With this, LP providers of these pools can now look forward to earning both BAL rewards and trading fees by supplying liquidity in our pools here!

Why is pairing local stablecoins to Boosted Pools better than pairing with USDC

  1. Increased Capital Efficiency: BalancerDAO is keen to build liquidity against their Boosted Pool (bb-a-usd) and consolidate all USD liquidity into what is essentially a “3pool” equivalent in Curve or a Stable Swap type pool that holds DAI/USDC/USDT
  2. Ecosystem Alignment: BalancerDAO is keen to provide longer term BAL rewards against pools that pair tokens against bb-a-usd, helping to increase capital efficiency
  3. Increase Stablecoin Use Cases on Balancer: Xave will be aligned with BalancerDAO’s priorities to better compete against Curve’s stablecoin pools, which need roughly 3x greater liquidity for an “FX accurate” price range.

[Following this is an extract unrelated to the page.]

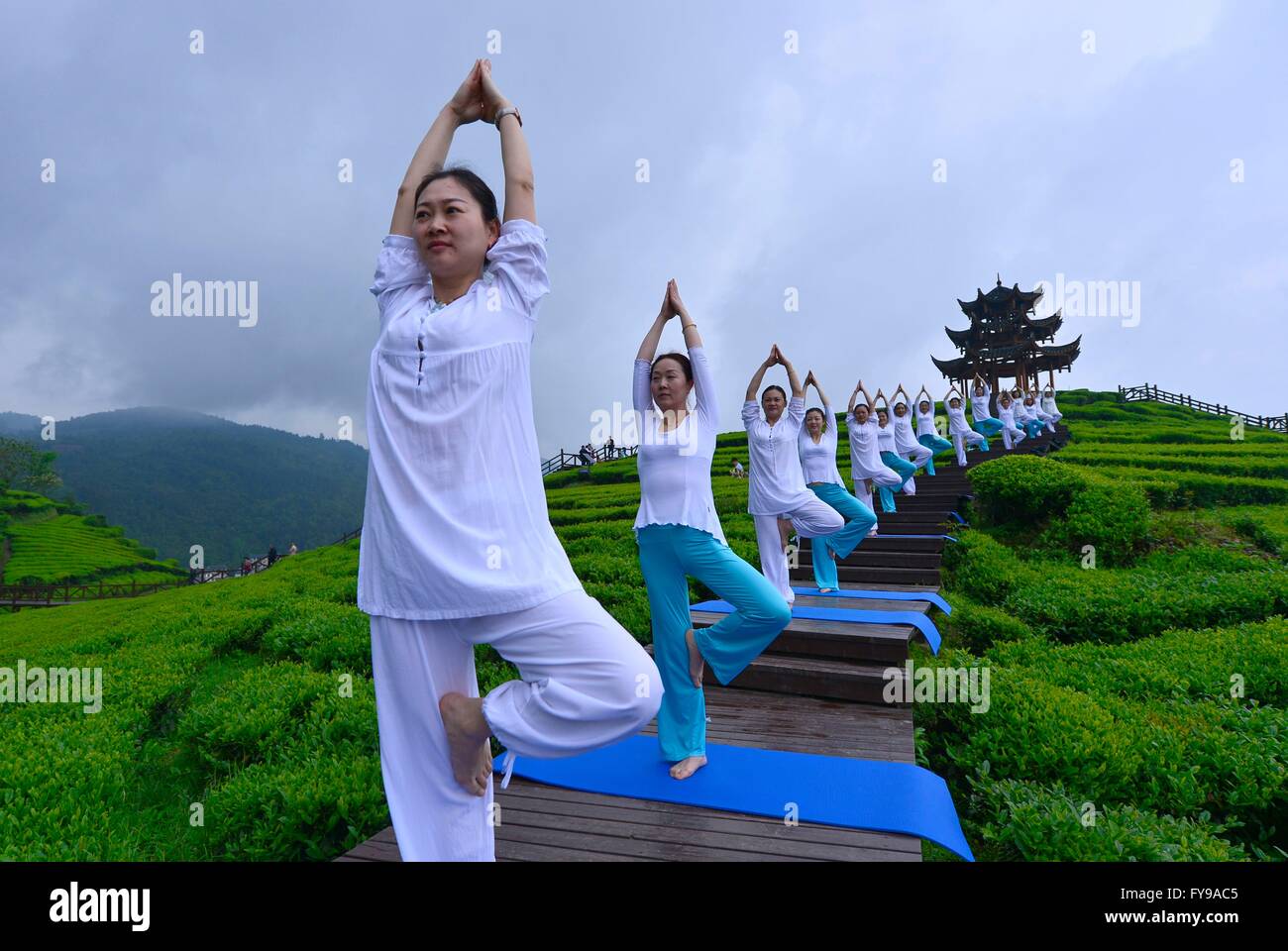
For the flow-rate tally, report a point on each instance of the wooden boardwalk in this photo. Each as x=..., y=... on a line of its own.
x=816, y=688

Where are we now with our FXPools?

It’s been 6 months since the deployment of our XSGD-USDC FXPool and we’ve swapped more than $10 million worth of currency with just $1.1 million TVL. Furthermore, we experienced a record $1.2 million daily swap volume during the USDC depeg despite our limited TVL. This highlights the capital efficiency via self balancing liquidity that our invariant has to offer.

With this new FXMetaPool upgrade, we’re confident that both our teams will be one step closer to capture the stablecoin market cap by providing optimized FX markets where none exist in DeFi.